La difesa di un luogo pubblico e di un’opera facente parte del patrimonio culturale albanese ha visto il coinvolgimento non solo di tanti artisti, ma anche della società civile e dei politici albanesi; questi ultimi - in particolare l’opposizione, rappresentata dal Partito democratico di Lulzim Basha (la destra albanese) e LSI, capeggiato dalla moglie del Presidente della Repubblica albanese Ilir Meta, Monica Kryemadhi - hanno trasformato la questione in un tema alquanto spinoso.

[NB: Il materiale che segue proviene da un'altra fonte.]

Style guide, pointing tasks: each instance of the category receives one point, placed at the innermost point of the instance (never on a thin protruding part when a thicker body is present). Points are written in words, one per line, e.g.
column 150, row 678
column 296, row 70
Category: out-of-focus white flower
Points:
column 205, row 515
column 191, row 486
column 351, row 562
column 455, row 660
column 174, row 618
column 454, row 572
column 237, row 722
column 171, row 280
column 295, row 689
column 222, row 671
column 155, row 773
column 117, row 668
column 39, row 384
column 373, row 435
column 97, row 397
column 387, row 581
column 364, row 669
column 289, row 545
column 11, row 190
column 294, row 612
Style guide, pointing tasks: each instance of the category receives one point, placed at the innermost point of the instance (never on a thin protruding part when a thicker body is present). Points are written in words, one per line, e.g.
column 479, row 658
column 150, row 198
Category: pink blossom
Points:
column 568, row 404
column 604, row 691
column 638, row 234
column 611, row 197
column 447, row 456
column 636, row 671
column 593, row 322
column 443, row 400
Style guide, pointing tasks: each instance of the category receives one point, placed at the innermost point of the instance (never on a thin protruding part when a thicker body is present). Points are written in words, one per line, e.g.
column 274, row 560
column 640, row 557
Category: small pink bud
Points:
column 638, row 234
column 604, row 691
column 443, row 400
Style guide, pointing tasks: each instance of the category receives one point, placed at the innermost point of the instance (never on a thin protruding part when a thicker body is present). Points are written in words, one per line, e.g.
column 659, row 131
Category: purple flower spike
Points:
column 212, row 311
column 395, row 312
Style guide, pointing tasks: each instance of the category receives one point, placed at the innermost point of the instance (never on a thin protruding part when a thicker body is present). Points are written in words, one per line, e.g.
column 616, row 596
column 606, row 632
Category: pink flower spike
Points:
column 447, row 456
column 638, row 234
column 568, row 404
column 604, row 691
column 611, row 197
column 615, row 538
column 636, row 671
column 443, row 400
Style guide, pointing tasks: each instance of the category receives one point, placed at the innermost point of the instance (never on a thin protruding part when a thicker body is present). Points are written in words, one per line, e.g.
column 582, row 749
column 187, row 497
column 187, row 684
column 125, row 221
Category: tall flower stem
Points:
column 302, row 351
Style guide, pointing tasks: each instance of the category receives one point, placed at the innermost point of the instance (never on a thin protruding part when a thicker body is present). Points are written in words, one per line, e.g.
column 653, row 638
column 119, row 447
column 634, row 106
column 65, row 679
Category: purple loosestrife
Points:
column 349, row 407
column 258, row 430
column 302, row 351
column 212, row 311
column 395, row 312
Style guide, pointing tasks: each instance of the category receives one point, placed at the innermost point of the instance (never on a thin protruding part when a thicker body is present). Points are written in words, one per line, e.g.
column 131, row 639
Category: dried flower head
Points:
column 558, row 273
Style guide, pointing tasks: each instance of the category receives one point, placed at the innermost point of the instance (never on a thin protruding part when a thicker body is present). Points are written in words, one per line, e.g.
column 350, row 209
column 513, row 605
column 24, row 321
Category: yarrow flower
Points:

Il Teatro Nazionale di Tirana, costruito dai tempi della II guerra mondiale da architetti italiani (come del resto tutti gli edifici istituzionali attorno a Piazza Skenderbeg), luogo in cui si sono svolti tanti processi contro i dissidenti all’epoca del regime Hoxha, conta da anni numerosi artisti che si battono contro la sua demolizione, chiedendo a gran voce un restauro alla luce delle parole di ingegneri e architetti, i quali l’avevano dato per spacciato. Nonostante le proteste, è stato abbattuto una domenica mattina, durante la quarantena, nel silenzio generale, scatenando forte indignazione nei cittadini. Tralasciando le modalità di abbattimento, ora il punto nevralgico della questione ha a che fare con il dopo-teatro: cosa accadrà a seguito della demolizione? Sarà semplicemente eretto un nuovo teatro, come promesso dal sindaco Erion Veliaj, oppure i più di 10mila metri quadrati saranno sfruttati per costruire grattacieli ed altri edifici, dati in concessione ai privati da parte del Governo Rama? Da questi interrogativi e dalle lotte portate avanti finora è nato “Alleanza per il Teatro”, un movimento che intende raccogliere firme per affermarsi come partito contro la classe politica “corrotta” albanese di questi 30 anni, come loro la definiscono. Le proteste erano già cominciate per le misure che il governo Rama aveva assunto in risposta alla pandemia di Covid-19; ciò è costato loro la pesante accusa di aver tentato di boicottare la quarantena, mossi dalla cittadinanza e da un avvocato che, molto presente sui media, era solito dar voce a slogan complottisti circa un possibile tentativo, da parte delle istituzioni, di nascondere un giro di affari loschi con la questione coronavirus e la quarantena obbligatoria.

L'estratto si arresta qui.